Over the course of his career, Snyder has led the Wildcats to a conference title, four division titles and appears to have them heading back to prominence after a promising 2011 season.
Charles Woodson is one of the nations best corners to every lace up and step on the field. While on the field, Woodson practically shut off one side of the field and made it impossible to get the ball to your best receiver.
On top of being a top notch corner, Woodson also took snaps at receiver and also was a special teams playmaker.
During the 1997 season, Michigan won the national title, and Woodson's play was instrumental. His efforts would not go unnoticed as he would win the Heisman Trophy during the same year.
Vince Young made an impact on college football like few have. Young was a stud throwing the ball and running the ball, and was able to make huge plays when his team needed them.
His time in college was cemented with his comeback victory in the national title over USC.
It is sometimes hard to tell if Les Miles is one of the most beloved figures in college football, or one of the figures people love to make fun of the most.
Les Miles is an outstanding coach and has already won a national title with LSU. The interesting part about Miles is his unconventional actions and the way he carries himself. From eating grass to making your head scratch with trick plays, Miles certainly keeps things interesting.
It is hard to argue how much Tim Tebow did for college football and the Florida Gators program. Tebow was an icon with the program and helped them win two national titles while with the program.
With his unmatched emotion and his ability to lead, Tebow is a college football icon that will never be forgotten.
Willis McGahee is part of the Miami family, and "The U" is always in his corner. While he was at Miami, McGahee ran wild and helped the program earn a national title in 2001.

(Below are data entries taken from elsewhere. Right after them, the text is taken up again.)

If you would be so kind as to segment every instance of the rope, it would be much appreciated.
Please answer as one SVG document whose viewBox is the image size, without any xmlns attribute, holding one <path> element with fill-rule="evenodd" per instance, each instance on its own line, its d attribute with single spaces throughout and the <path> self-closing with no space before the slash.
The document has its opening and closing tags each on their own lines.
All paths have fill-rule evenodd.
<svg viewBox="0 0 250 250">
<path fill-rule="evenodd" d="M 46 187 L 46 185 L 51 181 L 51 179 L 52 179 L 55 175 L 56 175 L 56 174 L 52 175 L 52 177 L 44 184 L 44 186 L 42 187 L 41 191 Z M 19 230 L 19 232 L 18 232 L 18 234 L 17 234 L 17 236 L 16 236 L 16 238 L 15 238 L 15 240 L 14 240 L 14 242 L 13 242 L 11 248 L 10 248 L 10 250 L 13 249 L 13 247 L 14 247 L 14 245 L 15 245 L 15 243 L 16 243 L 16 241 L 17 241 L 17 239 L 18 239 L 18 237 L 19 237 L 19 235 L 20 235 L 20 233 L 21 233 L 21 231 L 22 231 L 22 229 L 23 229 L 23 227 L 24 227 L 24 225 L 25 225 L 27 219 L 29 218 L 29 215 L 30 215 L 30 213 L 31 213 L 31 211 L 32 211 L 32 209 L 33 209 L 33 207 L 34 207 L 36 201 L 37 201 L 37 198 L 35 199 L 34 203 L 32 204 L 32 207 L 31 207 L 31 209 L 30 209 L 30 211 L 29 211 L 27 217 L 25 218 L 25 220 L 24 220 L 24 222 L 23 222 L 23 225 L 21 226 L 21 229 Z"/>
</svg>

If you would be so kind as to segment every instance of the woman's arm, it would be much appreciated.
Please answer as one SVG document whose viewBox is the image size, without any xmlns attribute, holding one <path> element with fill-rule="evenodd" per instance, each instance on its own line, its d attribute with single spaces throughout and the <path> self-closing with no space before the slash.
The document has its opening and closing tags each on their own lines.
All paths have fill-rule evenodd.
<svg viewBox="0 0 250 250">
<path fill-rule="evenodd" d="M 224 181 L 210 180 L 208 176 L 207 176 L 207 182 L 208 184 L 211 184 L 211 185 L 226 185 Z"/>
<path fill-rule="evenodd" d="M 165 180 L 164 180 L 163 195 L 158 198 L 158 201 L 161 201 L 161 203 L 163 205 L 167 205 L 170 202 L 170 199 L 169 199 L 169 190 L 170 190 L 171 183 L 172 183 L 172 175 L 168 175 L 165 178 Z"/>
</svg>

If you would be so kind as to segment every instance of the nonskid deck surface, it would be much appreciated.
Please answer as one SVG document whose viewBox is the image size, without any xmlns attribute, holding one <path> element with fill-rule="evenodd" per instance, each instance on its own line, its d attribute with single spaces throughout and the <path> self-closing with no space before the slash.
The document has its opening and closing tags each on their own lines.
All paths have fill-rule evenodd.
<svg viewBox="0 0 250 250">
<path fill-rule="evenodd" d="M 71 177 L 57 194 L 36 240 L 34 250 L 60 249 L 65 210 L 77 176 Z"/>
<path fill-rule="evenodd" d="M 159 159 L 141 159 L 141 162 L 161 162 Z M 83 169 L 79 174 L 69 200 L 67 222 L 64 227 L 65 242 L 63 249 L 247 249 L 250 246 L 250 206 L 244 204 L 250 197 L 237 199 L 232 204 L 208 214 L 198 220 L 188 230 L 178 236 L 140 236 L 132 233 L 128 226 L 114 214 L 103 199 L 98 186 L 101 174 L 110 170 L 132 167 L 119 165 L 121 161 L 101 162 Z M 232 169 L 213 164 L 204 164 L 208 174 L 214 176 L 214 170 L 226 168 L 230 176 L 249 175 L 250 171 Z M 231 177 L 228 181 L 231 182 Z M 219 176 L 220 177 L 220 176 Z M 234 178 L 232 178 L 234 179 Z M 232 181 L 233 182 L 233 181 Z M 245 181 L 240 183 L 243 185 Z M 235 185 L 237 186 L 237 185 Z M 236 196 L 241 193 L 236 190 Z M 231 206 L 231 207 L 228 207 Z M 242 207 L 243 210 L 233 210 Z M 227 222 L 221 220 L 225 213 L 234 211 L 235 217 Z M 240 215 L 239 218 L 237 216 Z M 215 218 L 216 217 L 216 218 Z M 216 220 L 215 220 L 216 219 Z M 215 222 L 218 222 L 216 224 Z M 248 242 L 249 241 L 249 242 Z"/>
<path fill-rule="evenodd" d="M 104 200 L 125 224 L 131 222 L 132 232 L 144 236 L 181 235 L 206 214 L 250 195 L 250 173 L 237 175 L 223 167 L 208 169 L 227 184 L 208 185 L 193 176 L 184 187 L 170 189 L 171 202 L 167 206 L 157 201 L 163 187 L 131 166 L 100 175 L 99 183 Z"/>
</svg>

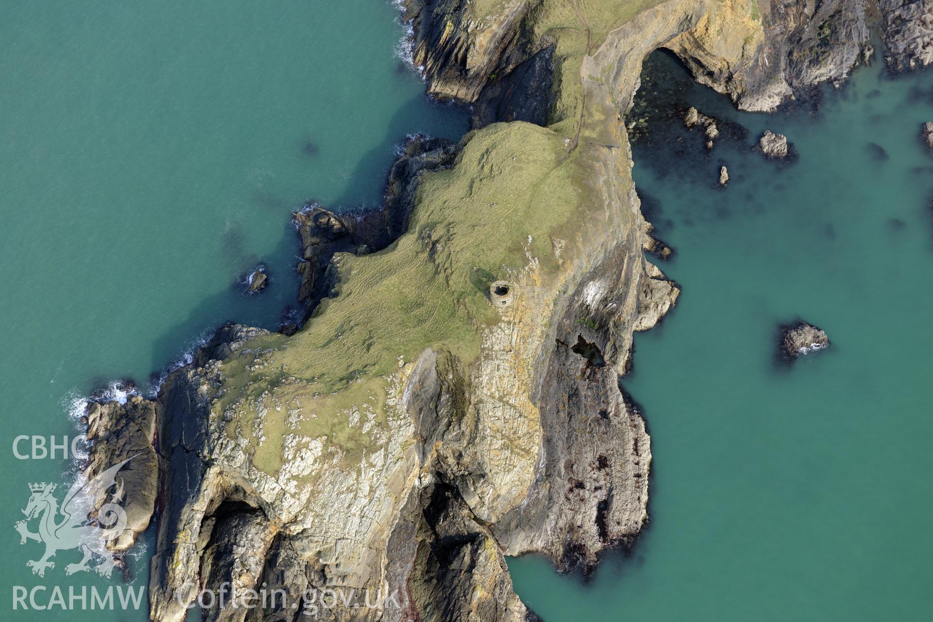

In 2002, he helped the program get back to the title game but had his efforts cut short as he suffered a devastating knee injury in the fourth quarter of that game. Despite the injury, McGahee would bounce back and find a way to get drafted in the first round.
When you think of Bear Bryant, you think college football and of the Alabama program. During his tenure, Bryant won 323 games, 14 SEC titles and six national titles.
Despite the allegiance to the Crimson Tide, Bryant is one of the most recognized figures in college football history and certainly one of the most beloved.
In his short time as a head coach at Oregon, Chip Kelly has certainly made the most of his time. After being handed the head coaching job, Kelly has won three straight conference titles, led the Ducks to three straight BCS games and won last year's Rose Bowl.
Along with his success on the field, Kelly has been active off the field with his support of the military, and is one of the brightest college football minds in the nation.
The state of Boise and the Boise State program owe a debt of gratitude to Chris Petersen and what he has been able to do for that school and state. Petersen has managed to take a school that was completely off the radar and lead them to two undefeated seasons, BCS victories and have them in continuous conversation about being placed in the national title.
No matter where Nick Saban has landed, the head coach had success follow him. After leaving Michigan State, Saban landed in LSU and then eventually Alabama, and has been of the best coaches of our time.
Since entering the SEC, Saban has won four SEC titles, and after this year, he added his third national title—two with Alabama, one with LSU.
Joe Paterno's worth was truly measured when he passed away. Paterno had been the head coach at Penn State since 1966 and was all that the Nittany Lions program knew.
Despite the way his career ended, he will always be remember for his record setting 409 wins and dedication to Penn State.